The cage must be of the appropriate size for the breed when it is fully grown, allowing room to manoeuvre and stretch. To the dog the cage represents a ‘den’, a safe warm environment where they can relax and sleep overnight. If the cage door is left open a dog will often choose to go in of their own free will. The cage should contain bedding, a toy (usually toys!) and water.
We always advise that bedding should cover the whole of the crate floor. Initially a puppy will get out of their crate overnight and toilet on a puppy pad. After a couple of weeks you are then able to shut the crate door and pup will hold themselves until you let them out first thing. This aids house training and you can utilise the crate if you have go out for an hour or so, knowing pup will hold themselves until you return.
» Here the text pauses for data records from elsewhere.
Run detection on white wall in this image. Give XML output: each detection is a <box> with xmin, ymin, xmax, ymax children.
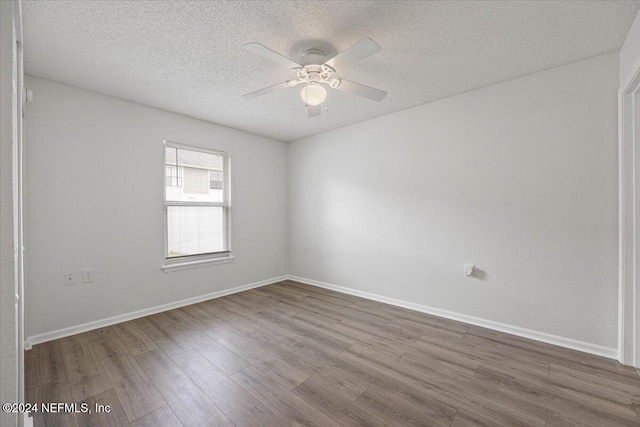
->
<box><xmin>25</xmin><ymin>77</ymin><xmax>287</xmax><ymax>337</ymax></box>
<box><xmin>289</xmin><ymin>53</ymin><xmax>619</xmax><ymax>348</ymax></box>
<box><xmin>0</xmin><ymin>1</ymin><xmax>18</xmax><ymax>426</ymax></box>
<box><xmin>620</xmin><ymin>12</ymin><xmax>640</xmax><ymax>90</ymax></box>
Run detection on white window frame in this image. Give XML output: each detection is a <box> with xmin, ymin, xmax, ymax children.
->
<box><xmin>162</xmin><ymin>140</ymin><xmax>233</xmax><ymax>272</ymax></box>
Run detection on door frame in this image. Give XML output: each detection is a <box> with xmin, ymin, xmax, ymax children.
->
<box><xmin>618</xmin><ymin>67</ymin><xmax>640</xmax><ymax>368</ymax></box>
If you buy a large crate and provide a puppy pad in the crate you are encouraging your puppy to toilet in there, which will distress them and not help with the ultimate goal of house training.
Cages can also help to prevent chewing, especially while your puppy is teething and can be used as a valuable aid- but not a replacement to training! Caged puppies often settle better at night, as they feel more secure and provide a quiet haven for a dog, especially in a busy household.
Cages can be taken with you when you travel as they are collapsible and transportable. Taking your dog’s ‘home’ with you can put your dog at ease. This is especially important if your dog has to stay a night at a veterinary practice or kennels.